The local coroner in Moscow, Idaho, said that the four University of Idaho students found murdered Sunday afternoon showed “pretty extensive” wounds.
Latah County Coroner Cathy Mabbutt told NBC News that the autopsies for Ethan Chapin, 20; Kaylee Goncalves, 21; Xana Kernodle, 20; and Madison Mogen, 21, were completed on November 16. Mabbutt told the outlet that the autopsies narrowed the timeline for when the four friends were killed and what kind of weapon was used in the murder.
“It would have been early in the morning, sometime after 2 a.m., but still during the night,” Mabbutt said.
She added that there wasn’t any medical way to determine which of the four was attacked first, so that will be up to the police, who are “trying to put timelines together with other text messages and other technology.”
Mabbutt described the murder weapon as “a bigger knife” that would be consistent with the “pretty extensive” wounds found on the students.
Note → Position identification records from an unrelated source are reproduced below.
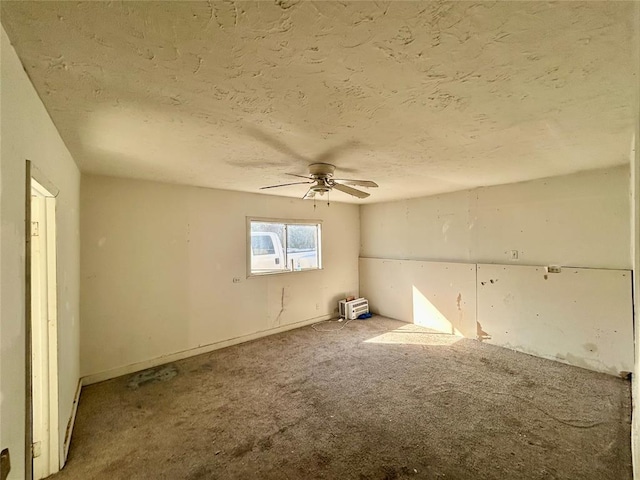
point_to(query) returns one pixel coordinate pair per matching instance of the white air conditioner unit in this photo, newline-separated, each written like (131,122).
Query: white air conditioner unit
(351,310)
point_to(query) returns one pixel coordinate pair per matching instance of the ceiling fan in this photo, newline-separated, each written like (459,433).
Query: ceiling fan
(321,180)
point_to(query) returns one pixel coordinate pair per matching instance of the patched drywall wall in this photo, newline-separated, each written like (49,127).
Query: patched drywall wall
(158,263)
(437,295)
(578,316)
(421,97)
(579,220)
(27,132)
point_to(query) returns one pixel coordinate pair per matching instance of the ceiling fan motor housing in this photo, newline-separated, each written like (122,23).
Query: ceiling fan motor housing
(321,170)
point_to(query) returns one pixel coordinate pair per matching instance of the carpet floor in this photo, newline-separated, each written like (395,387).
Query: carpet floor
(372,399)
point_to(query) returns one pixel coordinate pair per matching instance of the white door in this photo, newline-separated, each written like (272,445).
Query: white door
(44,343)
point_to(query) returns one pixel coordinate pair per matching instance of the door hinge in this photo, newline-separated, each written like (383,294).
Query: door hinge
(36,449)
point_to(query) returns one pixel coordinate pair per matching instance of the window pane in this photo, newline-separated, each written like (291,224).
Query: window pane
(267,251)
(302,246)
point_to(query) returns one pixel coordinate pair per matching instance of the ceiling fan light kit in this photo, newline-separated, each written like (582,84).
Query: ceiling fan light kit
(321,180)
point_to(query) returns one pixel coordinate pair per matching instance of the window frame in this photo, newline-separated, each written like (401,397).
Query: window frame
(285,222)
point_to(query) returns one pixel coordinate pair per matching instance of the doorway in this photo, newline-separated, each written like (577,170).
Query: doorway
(44,332)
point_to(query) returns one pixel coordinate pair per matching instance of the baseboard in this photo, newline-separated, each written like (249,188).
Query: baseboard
(70,424)
(173,357)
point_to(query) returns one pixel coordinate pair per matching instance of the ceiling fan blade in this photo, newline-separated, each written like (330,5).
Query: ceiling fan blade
(285,185)
(350,191)
(361,183)
(300,176)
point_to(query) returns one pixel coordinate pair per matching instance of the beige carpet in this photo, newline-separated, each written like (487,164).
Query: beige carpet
(378,399)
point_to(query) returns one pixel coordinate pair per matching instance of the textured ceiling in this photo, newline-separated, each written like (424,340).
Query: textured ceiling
(421,97)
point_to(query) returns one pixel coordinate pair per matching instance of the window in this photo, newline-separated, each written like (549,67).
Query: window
(280,246)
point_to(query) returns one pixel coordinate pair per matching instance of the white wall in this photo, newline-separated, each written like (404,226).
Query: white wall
(579,220)
(437,295)
(635,254)
(579,316)
(158,262)
(27,133)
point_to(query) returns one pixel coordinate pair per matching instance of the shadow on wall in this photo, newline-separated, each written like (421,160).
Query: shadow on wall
(427,315)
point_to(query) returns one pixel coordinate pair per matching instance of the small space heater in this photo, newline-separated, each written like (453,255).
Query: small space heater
(351,310)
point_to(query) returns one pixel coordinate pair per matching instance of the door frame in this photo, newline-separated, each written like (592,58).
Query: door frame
(46,431)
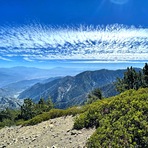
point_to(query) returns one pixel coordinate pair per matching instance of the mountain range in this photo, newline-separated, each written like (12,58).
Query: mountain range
(73,90)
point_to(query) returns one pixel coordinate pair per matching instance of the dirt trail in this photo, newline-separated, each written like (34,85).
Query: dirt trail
(56,133)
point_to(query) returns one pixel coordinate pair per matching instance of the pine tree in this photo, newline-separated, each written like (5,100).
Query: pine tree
(145,75)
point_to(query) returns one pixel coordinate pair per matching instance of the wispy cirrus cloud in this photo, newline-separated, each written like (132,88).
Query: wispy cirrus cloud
(36,42)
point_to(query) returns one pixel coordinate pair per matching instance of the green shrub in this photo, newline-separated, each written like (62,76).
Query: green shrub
(121,121)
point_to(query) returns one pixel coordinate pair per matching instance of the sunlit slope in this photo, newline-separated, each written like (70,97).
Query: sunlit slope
(121,121)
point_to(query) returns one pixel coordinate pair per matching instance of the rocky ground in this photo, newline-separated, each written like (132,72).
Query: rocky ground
(55,133)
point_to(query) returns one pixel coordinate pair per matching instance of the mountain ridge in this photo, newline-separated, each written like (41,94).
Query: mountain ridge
(72,90)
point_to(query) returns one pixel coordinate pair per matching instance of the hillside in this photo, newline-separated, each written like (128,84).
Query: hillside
(55,132)
(70,90)
(119,121)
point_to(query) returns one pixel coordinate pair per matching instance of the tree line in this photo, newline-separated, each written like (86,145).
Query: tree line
(133,79)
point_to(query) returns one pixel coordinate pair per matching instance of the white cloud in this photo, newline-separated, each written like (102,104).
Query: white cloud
(116,42)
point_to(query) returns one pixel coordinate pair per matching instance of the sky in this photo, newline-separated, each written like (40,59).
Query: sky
(72,33)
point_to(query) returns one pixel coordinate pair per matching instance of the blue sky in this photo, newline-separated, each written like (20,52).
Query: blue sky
(50,33)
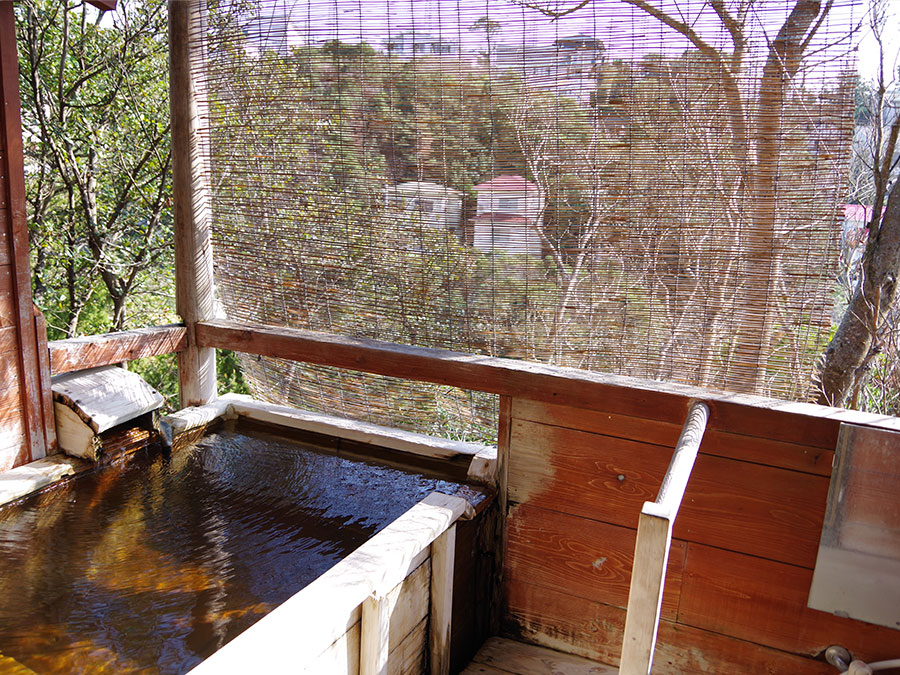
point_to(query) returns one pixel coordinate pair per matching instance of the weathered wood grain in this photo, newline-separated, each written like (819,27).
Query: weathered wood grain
(194,281)
(763,601)
(8,340)
(581,557)
(799,423)
(13,169)
(553,619)
(723,444)
(111,348)
(4,218)
(443,555)
(9,375)
(48,421)
(760,510)
(7,299)
(409,656)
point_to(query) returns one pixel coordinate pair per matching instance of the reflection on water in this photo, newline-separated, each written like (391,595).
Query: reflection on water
(152,565)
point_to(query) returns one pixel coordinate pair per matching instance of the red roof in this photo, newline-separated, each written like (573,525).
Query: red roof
(506,183)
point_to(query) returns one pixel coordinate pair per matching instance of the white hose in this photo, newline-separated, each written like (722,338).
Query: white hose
(861,668)
(885,665)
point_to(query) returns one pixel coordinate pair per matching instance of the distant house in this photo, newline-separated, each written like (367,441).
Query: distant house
(567,65)
(436,205)
(413,43)
(508,216)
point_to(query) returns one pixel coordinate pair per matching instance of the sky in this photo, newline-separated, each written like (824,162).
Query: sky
(627,29)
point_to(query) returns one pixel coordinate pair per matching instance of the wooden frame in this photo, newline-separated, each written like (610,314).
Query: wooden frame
(104,350)
(194,284)
(737,413)
(37,424)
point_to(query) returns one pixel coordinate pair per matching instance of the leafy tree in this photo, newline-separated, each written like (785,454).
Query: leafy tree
(95,111)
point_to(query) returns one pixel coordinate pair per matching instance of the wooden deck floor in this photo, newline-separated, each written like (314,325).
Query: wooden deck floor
(499,656)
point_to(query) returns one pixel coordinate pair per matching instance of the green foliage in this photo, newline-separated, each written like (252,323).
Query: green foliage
(95,110)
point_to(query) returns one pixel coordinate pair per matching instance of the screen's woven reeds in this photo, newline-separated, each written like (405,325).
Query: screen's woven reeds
(591,189)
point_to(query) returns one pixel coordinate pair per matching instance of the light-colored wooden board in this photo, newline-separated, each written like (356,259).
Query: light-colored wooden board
(325,609)
(789,422)
(408,658)
(92,351)
(765,511)
(764,602)
(361,432)
(733,446)
(28,478)
(374,629)
(651,554)
(341,658)
(579,556)
(76,437)
(409,603)
(549,618)
(105,397)
(443,554)
(194,279)
(194,417)
(524,659)
(48,418)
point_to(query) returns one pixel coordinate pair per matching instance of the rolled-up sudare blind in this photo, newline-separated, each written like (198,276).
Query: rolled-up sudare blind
(642,188)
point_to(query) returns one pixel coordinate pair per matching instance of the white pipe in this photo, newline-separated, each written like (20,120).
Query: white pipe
(861,668)
(885,665)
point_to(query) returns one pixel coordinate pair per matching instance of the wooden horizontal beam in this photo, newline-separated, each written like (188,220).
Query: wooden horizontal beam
(104,350)
(789,422)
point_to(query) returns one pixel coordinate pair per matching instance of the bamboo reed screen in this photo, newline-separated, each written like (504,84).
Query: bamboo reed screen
(649,189)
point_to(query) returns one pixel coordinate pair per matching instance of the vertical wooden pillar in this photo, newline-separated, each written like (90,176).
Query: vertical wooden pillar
(443,554)
(194,288)
(374,639)
(26,433)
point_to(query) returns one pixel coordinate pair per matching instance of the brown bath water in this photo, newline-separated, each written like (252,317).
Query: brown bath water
(152,565)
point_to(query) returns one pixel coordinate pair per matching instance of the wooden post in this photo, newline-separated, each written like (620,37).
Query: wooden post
(374,639)
(443,552)
(18,310)
(194,284)
(651,550)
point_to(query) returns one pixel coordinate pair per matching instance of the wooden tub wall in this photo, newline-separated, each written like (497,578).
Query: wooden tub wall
(578,455)
(580,452)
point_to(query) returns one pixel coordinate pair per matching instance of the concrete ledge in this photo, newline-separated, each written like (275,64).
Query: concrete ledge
(482,466)
(188,419)
(24,480)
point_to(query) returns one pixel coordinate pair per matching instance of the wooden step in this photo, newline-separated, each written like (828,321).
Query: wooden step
(500,656)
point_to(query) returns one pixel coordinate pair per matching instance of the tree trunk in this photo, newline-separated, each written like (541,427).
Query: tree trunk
(761,258)
(855,340)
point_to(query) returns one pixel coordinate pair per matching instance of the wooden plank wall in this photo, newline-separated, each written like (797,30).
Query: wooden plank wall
(744,546)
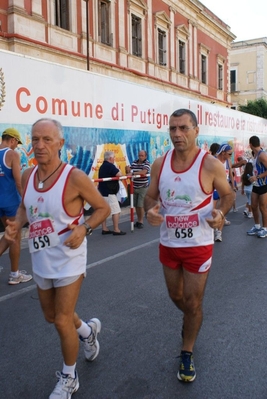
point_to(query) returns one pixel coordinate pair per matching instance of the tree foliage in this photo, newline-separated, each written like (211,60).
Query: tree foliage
(256,107)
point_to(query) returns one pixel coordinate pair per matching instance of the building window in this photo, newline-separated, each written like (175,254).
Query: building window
(62,14)
(181,57)
(203,69)
(104,22)
(220,77)
(136,36)
(162,47)
(233,80)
She wouldn’t say how many times each student was stabbed, but she indicated it was multiple times and that each student was stabbed a different amount of times and in different places on their bodies. She also said the victims had a “little bit of bruising” but “nothing significant,” adding that such bruising “wouldn’t be uncommon during a stabbing.”
The coroner also told NBC that DNA samples were taken from the scene and that some of it may not belong to the four victims.
“There were nail clippings that were taken, and other ones that are being sent off, and so that will be processed,” Mabbutt told the outlet.
She added that she hadn’t seen anything like the scene at the house in Moscow.
“It’s pretty traumatic when there’s four dead college students … who’ve been stabbed to death in one location,” she said.
“I’ve been coroner for 16 years … we have had multiple (victim) murders in the past, but nothing, nothing like this,” she added.
For the first few days after the bodies were found, police said there was no ongoing threat to the community. That changed on Wednesday, when Moscow Police Chief James Fry reversed course and acknowledged that there may be a threat to the community since the police still do not have a person of interest connected to the slayings.
“We cannot say that there is no threat to the community,” Fry said at the press conference. “There is a threat out there, possibly.”
Fry also said that there were two other roommates at the house when the killings occurred, but they were not injured or taken hostage. He noted that, currently, there is no person of interest in the case.
The two surviving roommates did not witness the crime, which Fry said happened in the “early morning” hours. Police were not called until just before noon, and the two other roommates were still in the house when police arrived to investigate.
“We need to be vigilant. We need to watch out for our neighbors,” Fry said. “We need to continue to do that until we can close this off and make an arrest.”
Fry noted on Wednesday that the students were stabbed with a knife that has not been found yet, there were no signs of forced entry into the home, and no signs of a robbery.
The police chief also provided a known timeline for the homicide, saying that two of the victims, 20-year-old Ethan Chapin and 20-year-old Xana Kernodle, were at an on-campus party earlier in the evening, while Kaylee Goncalves and Madison Mogen, each 21, went to a bar downtown.
The group reportedly arrived back at the house “sometime after 1:45 a.m.,” Fry said, adding that the call about an “unconscious person” came in more than 10 hours later. It was that 911 call that led police to discover the bodies.